Is this where we are
supposed to be
where every breath
to survive this cruel? 

 

 
Cross Water

 
So much is promised by water
& the pasture is a heaven
sky and below
an easy hill burns till the last structure’s
a pile of ashes. & embers
a wounded grey, without wind & rain
to dance the fire to soot
& masks—so little is left without ash
powdered its outside. Anything more is
more than here.

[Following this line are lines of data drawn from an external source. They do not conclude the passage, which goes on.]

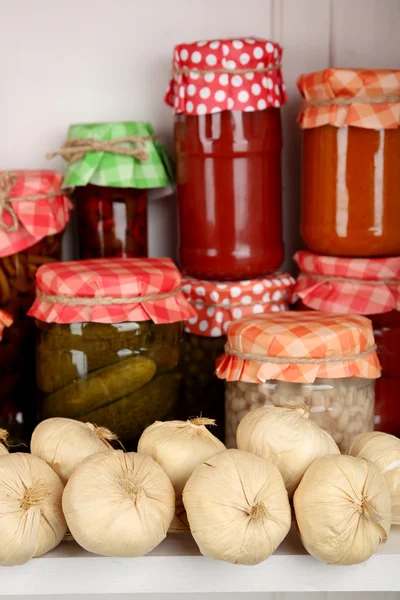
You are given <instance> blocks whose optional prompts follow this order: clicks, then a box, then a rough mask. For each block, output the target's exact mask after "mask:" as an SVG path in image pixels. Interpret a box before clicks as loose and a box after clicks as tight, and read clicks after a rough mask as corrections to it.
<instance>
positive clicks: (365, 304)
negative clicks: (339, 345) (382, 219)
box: [292, 251, 400, 437]
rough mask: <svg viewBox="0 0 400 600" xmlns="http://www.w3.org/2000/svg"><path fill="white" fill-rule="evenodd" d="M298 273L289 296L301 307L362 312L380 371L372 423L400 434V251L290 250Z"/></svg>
mask: <svg viewBox="0 0 400 600" xmlns="http://www.w3.org/2000/svg"><path fill="white" fill-rule="evenodd" d="M294 259H295V261H296V263H297V264H298V266H299V268H300V271H301V273H300V275H299V277H298V279H297V282H296V285H295V287H294V290H293V297H292V300H293V301H294V302H296V303H297V305H298V307H299V308H300V309H301V310H304V309H307V308H308V309H313V310H324V311H329V312H334V313H341V314H351V313H356V314H362V315H367V316H368V317H369V318H370V319H371V321H372V324H373V329H374V336H375V341H376V345H377V352H378V357H379V361H380V363H381V366H382V377H380V378H379V379H377V381H376V384H375V429H377V430H379V431H385V432H386V433H391V434H392V435H397V436H398V437H400V372H399V361H400V257H399V256H396V257H390V258H368V259H367V258H353V259H350V258H341V257H340V258H338V257H334V256H321V255H317V254H313V253H311V252H308V251H301V252H297V254H295V256H294Z"/></svg>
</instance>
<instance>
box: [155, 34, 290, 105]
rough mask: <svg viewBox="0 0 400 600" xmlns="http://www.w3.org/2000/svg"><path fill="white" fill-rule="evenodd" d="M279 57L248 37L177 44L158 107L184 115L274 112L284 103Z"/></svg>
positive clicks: (273, 52)
mask: <svg viewBox="0 0 400 600" xmlns="http://www.w3.org/2000/svg"><path fill="white" fill-rule="evenodd" d="M282 52H283V49H282V47H281V46H280V45H279V44H277V43H275V42H270V41H268V40H263V39H258V38H254V37H249V38H240V39H230V40H208V41H200V42H193V43H190V44H178V45H177V46H175V49H174V57H173V61H172V67H173V77H172V79H171V81H170V84H169V87H168V90H167V93H166V95H165V98H164V101H165V102H166V103H167V104H169V105H170V106H172V107H173V108H174V112H175V113H178V114H180V113H184V114H187V115H191V114H193V115H205V114H211V113H215V112H221V111H223V110H239V111H254V110H263V109H265V108H269V107H276V108H279V107H280V106H282V105H283V104H284V103H285V102H286V100H287V96H286V88H285V84H284V82H283V77H282V71H281V59H282Z"/></svg>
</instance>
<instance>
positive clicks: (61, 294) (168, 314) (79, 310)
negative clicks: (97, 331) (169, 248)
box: [28, 258, 196, 323]
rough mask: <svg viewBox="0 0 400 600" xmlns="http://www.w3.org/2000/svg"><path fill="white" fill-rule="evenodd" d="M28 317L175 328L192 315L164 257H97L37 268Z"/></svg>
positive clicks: (176, 279)
mask: <svg viewBox="0 0 400 600" xmlns="http://www.w3.org/2000/svg"><path fill="white" fill-rule="evenodd" d="M36 286H37V289H36V300H35V302H34V304H33V306H32V307H31V309H30V310H29V313H28V314H29V316H31V317H35V318H36V319H39V320H40V321H45V322H46V323H83V322H88V321H91V322H96V323H122V322H124V321H147V320H151V321H153V323H175V322H177V321H184V320H186V319H190V318H191V317H193V316H194V315H195V314H196V313H195V311H194V309H193V308H192V307H191V306H190V304H189V303H188V302H187V301H186V299H185V298H184V296H183V294H182V292H181V274H180V273H179V271H178V269H177V268H176V266H175V265H174V263H173V262H172V260H171V259H170V258H142V259H135V258H113V259H107V258H100V259H89V260H79V261H71V262H59V263H50V264H46V265H42V266H41V267H40V268H39V269H38V271H37V273H36Z"/></svg>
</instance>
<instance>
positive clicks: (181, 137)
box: [165, 38, 286, 281]
mask: <svg viewBox="0 0 400 600" xmlns="http://www.w3.org/2000/svg"><path fill="white" fill-rule="evenodd" d="M281 57H282V48H281V47H280V46H279V45H278V44H276V43H273V42H269V41H267V40H260V39H255V38H245V39H234V40H233V39H230V40H213V41H204V42H195V43H191V44H179V45H178V46H176V48H175V52H174V59H173V79H172V81H171V83H170V86H169V89H168V92H167V94H166V97H165V101H166V102H167V103H168V104H170V105H171V106H173V107H174V112H175V149H176V158H177V189H178V203H179V219H180V246H179V260H180V263H181V267H182V270H183V271H184V272H185V273H186V274H187V275H189V276H191V277H196V278H199V279H207V280H217V281H224V280H240V279H251V278H256V277H261V276H264V275H267V274H269V273H272V272H274V271H276V270H277V269H278V268H279V266H280V265H281V263H282V261H283V253H284V250H283V241H282V207H281V148H282V136H281V118H280V107H281V106H282V104H283V103H284V102H285V100H286V92H285V86H284V83H283V79H282V73H281Z"/></svg>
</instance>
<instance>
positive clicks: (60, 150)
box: [46, 135, 156, 163]
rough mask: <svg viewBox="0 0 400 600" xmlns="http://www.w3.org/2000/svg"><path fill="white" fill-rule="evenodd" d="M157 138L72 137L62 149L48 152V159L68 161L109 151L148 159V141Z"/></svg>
mask: <svg viewBox="0 0 400 600" xmlns="http://www.w3.org/2000/svg"><path fill="white" fill-rule="evenodd" d="M154 139H156V136H155V135H146V136H140V135H126V136H124V137H121V138H115V139H114V140H95V139H93V138H86V139H81V138H71V139H69V140H66V141H65V142H64V143H63V145H62V146H61V148H60V150H57V151H56V152H48V153H47V154H46V158H47V159H51V158H55V157H56V156H61V157H62V158H63V159H64V160H65V161H66V162H68V163H71V162H76V161H77V160H81V159H82V158H83V157H84V156H85V154H86V153H87V152H109V153H111V154H123V155H125V156H132V157H133V158H137V159H138V160H147V159H148V158H149V153H148V152H147V151H146V142H147V141H149V140H154ZM122 144H136V146H134V147H132V146H123V145H122Z"/></svg>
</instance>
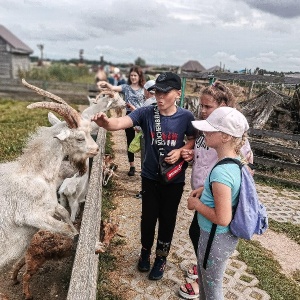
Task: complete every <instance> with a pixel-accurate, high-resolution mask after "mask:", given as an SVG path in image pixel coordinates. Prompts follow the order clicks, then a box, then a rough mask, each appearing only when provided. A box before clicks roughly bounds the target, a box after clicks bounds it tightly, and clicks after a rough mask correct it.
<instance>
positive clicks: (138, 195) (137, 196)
mask: <svg viewBox="0 0 300 300" xmlns="http://www.w3.org/2000/svg"><path fill="white" fill-rule="evenodd" d="M135 198H136V199H142V191H140V192H139V193H138V194H136V195H135Z"/></svg>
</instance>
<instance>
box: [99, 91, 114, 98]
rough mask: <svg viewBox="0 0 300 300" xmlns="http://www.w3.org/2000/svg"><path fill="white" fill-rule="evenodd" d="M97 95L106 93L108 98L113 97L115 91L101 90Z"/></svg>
mask: <svg viewBox="0 0 300 300" xmlns="http://www.w3.org/2000/svg"><path fill="white" fill-rule="evenodd" d="M99 95H108V96H109V97H110V98H113V97H114V96H115V93H114V92H113V91H111V90H106V91H101V92H100V93H99Z"/></svg>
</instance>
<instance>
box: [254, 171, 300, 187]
mask: <svg viewBox="0 0 300 300" xmlns="http://www.w3.org/2000/svg"><path fill="white" fill-rule="evenodd" d="M254 179H263V180H272V181H275V182H279V183H282V184H285V185H288V186H290V187H299V188H300V181H294V180H288V179H284V178H279V177H276V176H271V175H265V174H262V173H259V172H255V173H254Z"/></svg>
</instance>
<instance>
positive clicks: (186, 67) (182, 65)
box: [181, 60, 205, 72]
mask: <svg viewBox="0 0 300 300" xmlns="http://www.w3.org/2000/svg"><path fill="white" fill-rule="evenodd" d="M181 70H182V71H187V72H203V71H205V68H204V67H203V66H202V65H201V64H200V63H199V62H198V61H197V60H189V61H188V62H186V63H185V64H183V65H182V67H181Z"/></svg>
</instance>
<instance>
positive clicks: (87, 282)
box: [67, 128, 106, 300]
mask: <svg viewBox="0 0 300 300" xmlns="http://www.w3.org/2000/svg"><path fill="white" fill-rule="evenodd" d="M105 141H106V130H105V129H103V128H100V130H99V132H98V137H97V141H96V142H97V144H98V146H99V148H100V151H99V153H98V154H97V155H96V156H95V157H94V159H93V164H92V170H91V175H90V179H89V188H88V193H87V197H86V201H85V205H84V211H83V216H82V221H81V228H80V234H79V240H78V245H77V248H76V254H75V259H74V263H73V269H72V275H71V280H70V285H69V291H68V296H67V300H87V299H88V300H94V299H96V296H97V280H98V261H99V255H98V254H95V244H96V242H98V241H99V238H100V222H101V205H102V160H103V155H104V154H105V153H104V152H105Z"/></svg>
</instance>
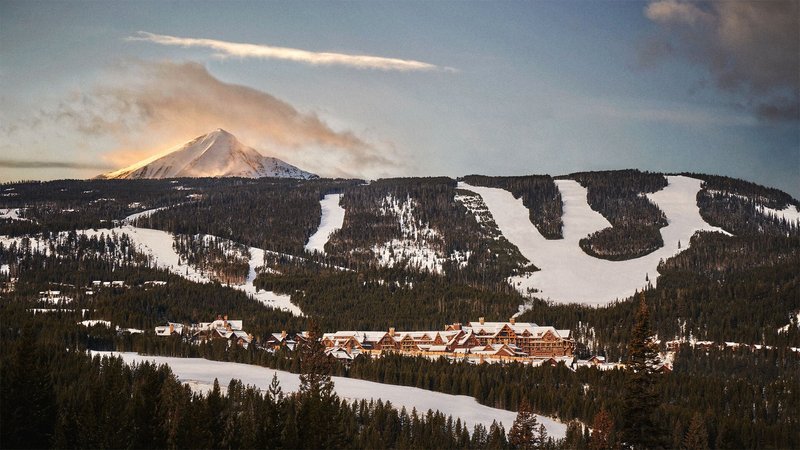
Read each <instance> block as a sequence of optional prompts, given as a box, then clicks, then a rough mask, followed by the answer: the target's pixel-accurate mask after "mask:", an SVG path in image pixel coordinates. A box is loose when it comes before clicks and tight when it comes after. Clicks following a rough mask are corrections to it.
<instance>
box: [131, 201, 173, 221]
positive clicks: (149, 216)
mask: <svg viewBox="0 0 800 450" xmlns="http://www.w3.org/2000/svg"><path fill="white" fill-rule="evenodd" d="M175 206H178V205H175ZM169 208H170V207H169V206H163V207H161V208H153V209H148V210H146V211H142V212H138V213H135V214H131V215H130V216H128V217H126V218H125V219H123V220H122V221H123V222H124V223H126V224H133V223H136V220H137V219H144V218H147V217H150V216H152V215H153V214H155V213H157V212H159V211H162V210H165V209H169Z"/></svg>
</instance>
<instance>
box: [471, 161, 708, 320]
mask: <svg viewBox="0 0 800 450" xmlns="http://www.w3.org/2000/svg"><path fill="white" fill-rule="evenodd" d="M667 180H668V182H669V184H668V186H667V187H665V188H664V189H662V190H661V191H659V192H656V193H653V194H648V195H647V197H648V198H649V199H650V200H652V201H653V202H654V203H656V204H657V205H658V206H659V207H660V208H661V210H662V211H664V213H665V214H666V216H667V220H668V222H669V225H667V226H666V227H664V228H662V229H661V235H662V237H663V238H664V247H662V248H660V249H658V250H656V251H655V252H653V253H650V254H649V255H645V256H643V257H641V258H636V259H632V260H627V261H607V260H603V259H599V258H594V257H592V256H589V255H587V254H586V253H584V251H583V250H581V248H580V246H579V245H578V241H580V239H581V238H584V237H586V236H587V235H589V234H591V233H593V232H595V231H598V230H601V229H603V228H606V227H609V226H610V225H611V224H610V223H609V222H608V220H606V219H605V218H604V217H603V216H602V215H601V214H600V213H598V212H596V211H594V210H592V209H591V207H590V206H589V204H588V202H587V200H586V189H585V188H584V187H582V186H581V185H580V184H578V183H577V182H576V181H572V180H557V181H556V184H557V186H558V189H559V190H560V191H561V198H562V200H563V202H564V207H563V208H564V214H563V217H562V219H563V222H564V229H563V232H564V238H563V239H557V240H547V239H545V238H544V237H543V236H542V235H541V234H540V233H539V231H538V230H537V229H536V227H535V226H534V225H533V224H532V223H531V222H530V218H529V213H528V209H527V208H526V207H525V206H524V205H523V204H522V199H515V198H514V196H513V195H512V194H511V193H510V192H508V191H506V190H503V189H497V188H486V187H476V186H470V185H468V184H466V183H459V188H461V189H466V190H470V191H473V192H475V193H477V194H479V195H480V196H481V197H482V198H483V201H484V203H485V204H486V206H487V207H488V208H489V211H490V212H491V213H492V216H493V217H494V220H495V222H496V223H497V225H498V227H499V228H500V231H501V232H502V233H503V235H504V236H505V237H506V238H507V239H508V240H509V241H510V242H511V243H512V244H514V245H516V246H517V247H518V248H519V250H520V252H521V253H522V255H523V256H525V257H526V258H528V259H529V260H530V261H531V262H532V263H533V264H535V265H536V266H537V267H539V268H541V271H538V272H534V273H533V274H527V275H523V276H518V277H513V278H512V279H511V282H512V283H513V285H514V286H515V287H516V288H517V289H518V290H519V291H520V292H522V293H523V294H525V293H527V292H528V291H529V289H537V290H538V292H537V293H536V294H535V295H536V296H537V297H540V298H544V299H550V300H552V301H555V302H558V303H585V304H593V305H604V304H608V303H610V302H612V301H614V300H616V299H623V298H627V297H630V296H631V295H633V294H634V293H635V291H636V290H637V289H642V288H643V287H645V286H646V285H647V281H646V280H645V277H649V279H650V282H651V283H653V284H654V285H655V283H656V277H657V275H658V272H657V270H656V268H657V267H658V263H659V261H660V260H661V259H667V258H670V257H672V256H674V255H676V254H678V253H680V252H681V251H682V250H685V249H686V248H687V247H688V245H689V239H690V238H691V237H692V235H693V234H694V233H695V232H696V231H698V230H706V231H718V232H724V231H723V230H722V229H720V228H716V227H713V226H711V225H709V224H707V223H706V222H705V221H704V220H703V219H702V217H700V212H699V209H698V207H697V202H696V196H697V192H698V191H699V190H700V184H701V181H700V180H696V179H693V178H688V177H684V176H670V177H667Z"/></svg>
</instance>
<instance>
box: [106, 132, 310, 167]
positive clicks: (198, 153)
mask: <svg viewBox="0 0 800 450" xmlns="http://www.w3.org/2000/svg"><path fill="white" fill-rule="evenodd" d="M179 177H245V178H262V177H275V178H300V179H309V178H316V177H317V176H316V175H314V174H312V173H309V172H306V171H304V170H301V169H299V168H297V167H295V166H293V165H291V164H288V163H286V162H284V161H281V160H280V159H277V158H273V157H269V156H264V155H262V154H261V153H259V152H258V151H257V150H255V149H253V148H251V147H248V146H246V145H244V144H242V143H241V142H239V140H238V139H236V136H234V135H232V134H231V133H229V132H227V131H225V130H223V129H222V128H217V129H216V130H214V131H212V132H210V133H208V134H204V135H202V136H198V137H196V138H194V139H192V140H191V141H189V142H187V143H186V144H183V145H181V146H178V147H175V148H172V149H170V150H168V151H166V152H164V153H162V154H160V155H157V156H154V157H152V158H149V159H146V160H143V161H140V162H138V163H136V164H133V165H131V166H128V167H126V168H124V169H120V170H117V171H114V172H110V173H106V174H103V175H101V176H100V178H127V179H139V178H179Z"/></svg>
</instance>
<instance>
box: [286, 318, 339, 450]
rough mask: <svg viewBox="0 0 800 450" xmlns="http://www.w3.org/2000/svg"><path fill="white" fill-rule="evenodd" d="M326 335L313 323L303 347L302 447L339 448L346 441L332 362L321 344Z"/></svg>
mask: <svg viewBox="0 0 800 450" xmlns="http://www.w3.org/2000/svg"><path fill="white" fill-rule="evenodd" d="M321 337H322V333H321V332H320V330H319V326H318V325H317V323H316V322H315V321H313V320H312V321H311V323H310V326H309V331H308V335H307V336H306V338H305V339H304V340H303V342H302V344H301V347H300V392H299V396H298V401H299V406H298V410H297V426H298V429H300V430H303V432H301V433H298V438H299V440H300V442H299V444H300V445H299V446H300V447H302V448H338V447H341V446H342V445H343V444H344V443H343V442H342V434H343V432H342V427H343V424H342V420H341V417H340V416H341V413H342V408H341V407H340V404H339V397H338V396H337V395H336V393H335V392H334V391H333V381H331V369H332V361H331V357H330V356H328V355H326V354H325V346H324V345H322V342H320V338H321Z"/></svg>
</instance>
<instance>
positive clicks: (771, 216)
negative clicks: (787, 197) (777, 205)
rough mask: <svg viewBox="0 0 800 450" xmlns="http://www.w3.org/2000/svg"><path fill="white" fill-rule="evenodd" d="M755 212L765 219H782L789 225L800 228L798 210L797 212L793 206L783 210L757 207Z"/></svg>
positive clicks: (770, 208)
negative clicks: (791, 223) (766, 216)
mask: <svg viewBox="0 0 800 450" xmlns="http://www.w3.org/2000/svg"><path fill="white" fill-rule="evenodd" d="M756 211H758V212H760V213H761V214H763V215H765V216H767V217H775V218H778V219H784V220H786V221H787V222H790V223H792V222H794V223H798V225H799V226H800V210H798V209H797V207H796V206H794V205H789V206H787V207H786V208H784V209H772V208H769V207H766V206H764V205H758V206H757V207H756Z"/></svg>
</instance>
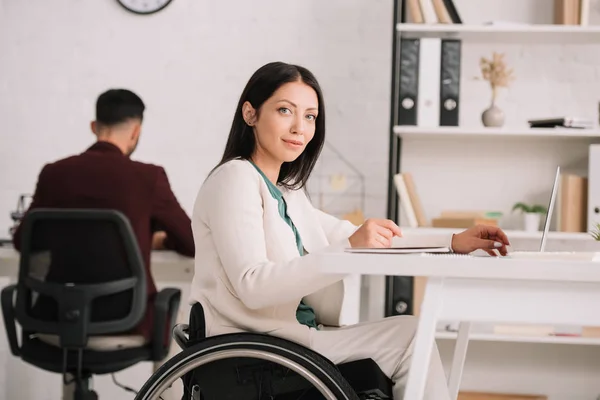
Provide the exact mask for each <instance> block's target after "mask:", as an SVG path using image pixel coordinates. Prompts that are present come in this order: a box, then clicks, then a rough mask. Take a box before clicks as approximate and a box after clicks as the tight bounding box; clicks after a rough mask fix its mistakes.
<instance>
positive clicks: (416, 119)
mask: <svg viewBox="0 0 600 400" xmlns="http://www.w3.org/2000/svg"><path fill="white" fill-rule="evenodd" d="M419 43H420V42H419V39H400V83H399V85H400V88H399V91H398V95H399V96H400V99H399V102H398V124H399V125H417V100H418V95H419Z"/></svg>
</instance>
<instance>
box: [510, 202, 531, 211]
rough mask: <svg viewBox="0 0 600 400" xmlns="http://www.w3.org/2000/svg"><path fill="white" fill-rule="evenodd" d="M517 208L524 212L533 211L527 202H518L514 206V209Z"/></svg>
mask: <svg viewBox="0 0 600 400" xmlns="http://www.w3.org/2000/svg"><path fill="white" fill-rule="evenodd" d="M515 210H521V211H523V212H531V208H530V207H529V206H528V205H527V204H525V203H516V204H515V205H514V206H513V211H515Z"/></svg>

More than what
we can only guess what the gods thought
after you slipped past to the garden’s meadow
to toe in the calm water.
I told you the rain’s gone. & the pond’s showing root
bound along the parched edges,
where new growths come like almost all things
is almost a healing—
 
Morning, a breath of wind quickens the sleepy
necks of switchgrass between desolate & blackened trees—
as random as scars
sorry on something’s made to live—

See. Eventually, the dark marks wane
graduating almost whole shadow
moonlight cast between puddles & holding light.